Un rêve mystique (3)

Publié le par AdeleacheH

A l'aube de ma vingtième année, l'image s'était imprimée avec tant de précision en moi, que je l'avais griffonnée hâtivement, abstraitement, colorée de tous ses feux, et son récit était inscrit en elle autant qu'en moi. J'avais le sentiment qu'une table avait été dressée pour moi et que les restes d'un fruit, destinés à la terre, peaux et noyau, avaient parlé du fond de leur impuissance, sa chair était la mienne, nous nous souvenions de nos protections, des espoirs adressés au tombeau qu'on rend à la terre. L'Esprit souffle toujours sur les eaux , éternellement connaît-il sa création à son premier principe et la chair s'en souvient qui rêve et incorpore la vue de tout ce qui n'a pas encore été mais qui parle, à saisir la rumeur colorée de toute chose que l'on ne connaît pas encore mais qu'on entend, puis la vision se fixe, de quel jardin était ce fruit au fond... ?

On peut rester un certain temps sans juger, l'esprit incarné voit se jouer la gamme de toutes les nuances de la diversité de la création, saisit ses variations semble-t-il infinies, peut-être est-ce même la définition du bonheur charnel que nous donne la beauté jusqu'au crépuscule.

Et si c'est la chair, la chair consomme. Et si l'on se demande d'où vient ce que l'on consomme, n'est-ce pas trop tard, n'est-ce pas toujours trop tard en réalité et le péché, s'il s'agit bien de ça, ou le don, si c'est l'ailleurs encore souhaitable, ne sont-ils pas d'abord donnés ?

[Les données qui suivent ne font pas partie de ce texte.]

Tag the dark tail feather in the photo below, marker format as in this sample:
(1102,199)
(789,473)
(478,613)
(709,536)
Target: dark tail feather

J'étais silencieuse mais ma bouche ne tarissait pas. Voilà la vérité. Mon souffle à moi passait sur ces ruisselants désirs suintants sans aucun pourquoi, comme la myriade de mots enflait l'espace de mon icône. J'attendais de voir quel voile d'aveuglement ces lettres pourraient bien déchirer devant mes yeux prêts à explorer tous les mondes possibles. Je patientais comme le malade présente ses symptômes, attendant fébrilement l'ordonnance de sa guérison, le corps mis en joue, l'âme affamée.

Cher lecteur, un signe n'est jamais qu'une image, je te donne la mienne le plus innocemment du monde et ce ne fut pas une petite peine que d'arriver à décrire cette image si petite en elle-même depuis sa genèse. Pour moi, il reste évident que l'espace lui-même se troua quelques années plus tard sous l'avènement de cette vérité,comme je te le racontai d'emblée, disposition chronologique de mon récit aussi paradoxale que l'amen vient clôturer et non commencer toute parole, alors que c'est la véritable entrée. La certitude s'encra définitivement dans mon coeur, le service fut fait et te parlerais-je de cette épée constamment au-dessus de ma tête alors que c'est celle-là même qui m'a amené jusqu'à toi ?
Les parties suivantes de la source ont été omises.